Discussion in the Council then followed up on that, but also bore in
particularly on the problems that continue in the Manu River union
countries,
Guinea,
Sierra Leone and Liberia, and the inter-play between them. We
discussed the things that we have to do on
those issues over the next month
or so.
We took note that Ambassador Mahbubani, the Chair of the Liberian
Sanctions Committee, will be visiting, not on an assessment mission, but
on
a
familiarisation visit, between 13 and 21 April. And we talked about the
practical things that we should be taking forward to try and give
expression to
the
international communities help to West Africa and what the Security
Council, within that, should specifically be doing. We are going up now
to
have
lunch with the Secretary-General and will probably continue to some of
that
conversation. So this is work very much in progress. I am not reporting to
you any
results or any decisions. They weren’t taken this morning. This was a
debate
about how to move from analysis to action on the problems in West
Africa
and a very useful debate. (
Question about what sort of action the UN can take)
We can
take action with ECOWAS, for example help them with
capacity-building. They are short of resources. They are short of the
right
people.
They are short of mechanisms. How do we help ECOWAS, as a
regional organisation, to build capacity and deal with some of the
problems
that
are beyond us and beyond them in some of their manifestations?

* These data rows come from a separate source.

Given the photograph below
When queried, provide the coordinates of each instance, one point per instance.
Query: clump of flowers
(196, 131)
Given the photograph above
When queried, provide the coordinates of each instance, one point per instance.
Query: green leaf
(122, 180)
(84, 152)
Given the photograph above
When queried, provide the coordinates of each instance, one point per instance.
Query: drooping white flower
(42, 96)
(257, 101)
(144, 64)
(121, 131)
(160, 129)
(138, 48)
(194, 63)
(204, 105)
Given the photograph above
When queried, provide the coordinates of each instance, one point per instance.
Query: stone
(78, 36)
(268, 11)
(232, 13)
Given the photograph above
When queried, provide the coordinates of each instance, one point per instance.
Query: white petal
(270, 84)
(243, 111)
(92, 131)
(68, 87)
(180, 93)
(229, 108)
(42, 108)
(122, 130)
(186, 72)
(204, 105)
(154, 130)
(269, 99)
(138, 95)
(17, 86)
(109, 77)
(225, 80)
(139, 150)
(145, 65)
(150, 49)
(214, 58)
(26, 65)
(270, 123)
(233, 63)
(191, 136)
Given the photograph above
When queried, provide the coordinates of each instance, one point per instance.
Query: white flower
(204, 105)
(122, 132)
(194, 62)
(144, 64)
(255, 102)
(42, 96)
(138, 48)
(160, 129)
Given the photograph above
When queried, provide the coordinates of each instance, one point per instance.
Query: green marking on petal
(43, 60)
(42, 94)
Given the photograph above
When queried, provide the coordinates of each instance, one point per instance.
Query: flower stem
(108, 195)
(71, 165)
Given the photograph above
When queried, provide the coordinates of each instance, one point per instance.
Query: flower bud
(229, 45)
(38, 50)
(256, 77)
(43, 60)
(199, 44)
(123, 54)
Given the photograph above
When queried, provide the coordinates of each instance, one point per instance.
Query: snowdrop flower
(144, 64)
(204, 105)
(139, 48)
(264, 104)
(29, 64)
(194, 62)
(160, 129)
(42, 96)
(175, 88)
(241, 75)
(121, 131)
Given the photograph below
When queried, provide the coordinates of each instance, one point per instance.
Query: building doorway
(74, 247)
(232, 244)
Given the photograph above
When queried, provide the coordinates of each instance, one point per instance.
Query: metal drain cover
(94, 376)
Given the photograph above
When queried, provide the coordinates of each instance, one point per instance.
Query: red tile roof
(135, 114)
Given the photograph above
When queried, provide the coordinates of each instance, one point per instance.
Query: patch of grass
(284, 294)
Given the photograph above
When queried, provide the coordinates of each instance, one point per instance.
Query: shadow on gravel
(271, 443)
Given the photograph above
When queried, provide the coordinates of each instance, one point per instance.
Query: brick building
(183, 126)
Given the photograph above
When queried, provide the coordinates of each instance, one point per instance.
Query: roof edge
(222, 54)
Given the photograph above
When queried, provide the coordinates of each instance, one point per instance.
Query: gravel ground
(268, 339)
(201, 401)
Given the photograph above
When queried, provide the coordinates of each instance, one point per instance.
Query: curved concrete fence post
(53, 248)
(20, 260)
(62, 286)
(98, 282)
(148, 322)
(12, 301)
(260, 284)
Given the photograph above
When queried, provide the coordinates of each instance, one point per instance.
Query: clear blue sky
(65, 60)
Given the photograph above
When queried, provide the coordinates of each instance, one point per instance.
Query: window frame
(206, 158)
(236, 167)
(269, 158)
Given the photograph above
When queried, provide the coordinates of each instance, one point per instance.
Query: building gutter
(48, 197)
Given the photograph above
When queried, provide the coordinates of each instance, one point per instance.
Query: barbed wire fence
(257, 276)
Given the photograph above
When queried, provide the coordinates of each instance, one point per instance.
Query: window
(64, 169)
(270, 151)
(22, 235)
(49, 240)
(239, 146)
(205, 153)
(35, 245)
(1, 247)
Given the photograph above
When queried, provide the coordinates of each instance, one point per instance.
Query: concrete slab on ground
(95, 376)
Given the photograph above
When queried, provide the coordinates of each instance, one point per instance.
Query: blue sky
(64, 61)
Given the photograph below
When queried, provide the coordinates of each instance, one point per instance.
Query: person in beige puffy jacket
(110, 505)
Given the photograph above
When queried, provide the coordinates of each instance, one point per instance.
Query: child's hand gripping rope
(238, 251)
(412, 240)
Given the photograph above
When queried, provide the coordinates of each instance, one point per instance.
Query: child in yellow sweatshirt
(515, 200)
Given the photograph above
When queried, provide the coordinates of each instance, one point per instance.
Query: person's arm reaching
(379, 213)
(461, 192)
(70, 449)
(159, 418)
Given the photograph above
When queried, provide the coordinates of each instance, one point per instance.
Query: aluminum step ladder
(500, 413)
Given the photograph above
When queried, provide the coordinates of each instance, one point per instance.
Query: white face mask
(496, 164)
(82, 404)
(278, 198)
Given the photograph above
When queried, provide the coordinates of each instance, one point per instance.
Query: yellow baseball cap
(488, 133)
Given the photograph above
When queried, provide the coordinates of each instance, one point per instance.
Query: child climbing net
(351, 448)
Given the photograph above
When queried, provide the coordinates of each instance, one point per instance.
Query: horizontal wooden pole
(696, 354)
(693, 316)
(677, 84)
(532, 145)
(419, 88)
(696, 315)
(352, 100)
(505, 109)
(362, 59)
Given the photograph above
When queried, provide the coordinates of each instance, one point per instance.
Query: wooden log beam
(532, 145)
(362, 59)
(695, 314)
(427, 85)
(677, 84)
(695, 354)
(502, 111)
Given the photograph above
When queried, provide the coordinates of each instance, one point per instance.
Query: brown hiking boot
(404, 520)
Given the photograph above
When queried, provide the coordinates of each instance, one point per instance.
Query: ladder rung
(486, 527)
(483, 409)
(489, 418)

Secondly, we can support UNAMSIL and the UN’s work much more broadly in
Sierra
Leone. We took note of the recent appointment of Alan Doss as
Deputy
Special Representative of the Secretary-General to deal with the
DDRR
programme and the whole economic and social aspects of Sierra
Leone.
We need to do more work on refugees. We need to do more work on
the
Liberian input into solving problems in the region. You know that resolution
1343
has expressed the Council’s decision on that. There is a whole range of
things
that we are taking forward that need a lot of work.
(Question about the situation on the Guinea/Liberia border)
We are
looking forward to further details of the visit which the French
Ambassador in Conakry has just made to the border region. He is
reporting
back
huge problems. Not just for refugees, but for the wider civilian population.
I think
it is beyond us here to get at them. We need to get help to them
through
the agencies, particularly UNHCR, WFP and others. But there is a
massive
amount of more work to do. We need more reports on that.
(Question about the idea of an ECOWAS force on the border)
You
will have to ask ECOWAS that. But that idea has died in the short term.
(Question about when the Security Council will consider this topic
again)
To come
back to this problem? I hadn’t actually put it down on the calendar
but we
will come back to this issue during April. We need to.